Coinbase Bug Bounty Program
The Coinbase Bug Bounty Program is yet another way the platform keeps customers safe. It rewards developers for finding bugs related to software securities. This encourages developers to test the software regularly to ensure security is up-to-date without having to use valuable internal resources.
Just recently Coinbase rewarded a Dutch company with $10,000 for disclosing a bug which would have allowed people to grant themselves with extra Ethereum currency on the platform.
What Insurance Does Coinbase Offer?
Insurance covers all of the digital currency Coinbase stores online. In case of an online storage breach, the insurance would cover lost customer funds. As an added precaution, less than two percent of all customer funds are online. The insurance policy covers cybersecurity, physical security, and employee theft, but not individual account compromises.
Keep in mind that because a digital currency is not a legal tender, it is not government-backed and not covered by protections from the Securities Investor Protection Corporation or the Federal Deposit Insurance Corporation. The cash balances, however, are. This means that U.S. residents have coverage from FDIC insurance for their Coinbase USD Wallet of up to $250,000.
Coinbase also stores fiat currencies in either custodial bank accounts or U.S. Treasuries in the United States. Outside of the U.S., these currencies are in segregated custodial bank accounts. As such, even if Coinbase as a business were to fail, the company and its creditors could not claim those funds, and Coinbase customers would get their funds back.
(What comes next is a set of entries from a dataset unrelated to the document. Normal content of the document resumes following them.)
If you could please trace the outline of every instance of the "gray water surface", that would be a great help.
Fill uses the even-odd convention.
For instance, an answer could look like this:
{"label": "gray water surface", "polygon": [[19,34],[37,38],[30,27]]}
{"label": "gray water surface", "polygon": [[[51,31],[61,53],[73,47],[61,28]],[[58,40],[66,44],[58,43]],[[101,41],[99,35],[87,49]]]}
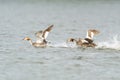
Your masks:
{"label": "gray water surface", "polygon": [[[119,1],[1,2],[0,80],[120,80],[119,8]],[[53,47],[22,40],[35,41],[34,33],[51,24]],[[85,37],[91,28],[107,48],[65,47],[67,38]]]}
How Does Coinbase’s Regulation Improve Security?
Coinbase is regulated and complies with all the regulations and laws within every jurisdiction it operates in. It has a license for money transmissions in the majority of U.S. jurisdictions. Additionally, it is registered with FinCEN as a Money Services Business.
How Can You Protect Yourself When Using Coinbase?
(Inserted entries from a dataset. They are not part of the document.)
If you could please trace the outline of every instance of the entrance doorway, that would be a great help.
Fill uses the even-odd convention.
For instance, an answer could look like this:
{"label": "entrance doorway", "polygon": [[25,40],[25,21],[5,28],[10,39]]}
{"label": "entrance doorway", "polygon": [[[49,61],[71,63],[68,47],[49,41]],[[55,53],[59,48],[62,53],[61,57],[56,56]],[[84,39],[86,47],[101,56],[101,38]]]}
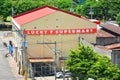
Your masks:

To protect yourself when using Coinbase, make sure that you never share your password, login credentials, or two-factor authentication codes. Customer support or other Coinbase staff will never ask for this information. Additionally, make sure you contact Coinbase customer support via the real number or other contact information on its website. Fakes are increasing in number, so do not trust what you find on a search engine without further research.
In terms of your password, create a unique, complex password unlike those you use on other websites. You should also change the password every three months or so for added security. Don’t forget to take full advantage of Coinbase’s two-factor authentication, and consider adding it for sending money. Keep in mind that TOTP applications, such as Google Authenticator, are more secure than the SMS method for 2FA codes since a phone porting attack can compromise your phone number.
If you ever have doubts about your account security or potential hacks, view your IP activity in your security settings. This will show your verified devices and IP login activity.
For the ultimate protection of your cryptocurrencies, we recommend that you use a Hardware wallet such as a Ledger or a Trezor.
Conclusion
Overall, it is easy to say that Coinbase is a very safe platform. Just keep in mind that you will do best if you do not actually store cryptocurrency on Coinbase, as this is not what it is designed for. As a crypto trader or investor, your best option will always be bringing your crypto onto platforms like Coinbase just for trading or selling and storing them in a safe hardware wallet.
During your trading activity, you can be sure that Coinbase is one of the safest and most secure exchanges available at the moment, they have never suffered a hack and are leading the industry in security measures.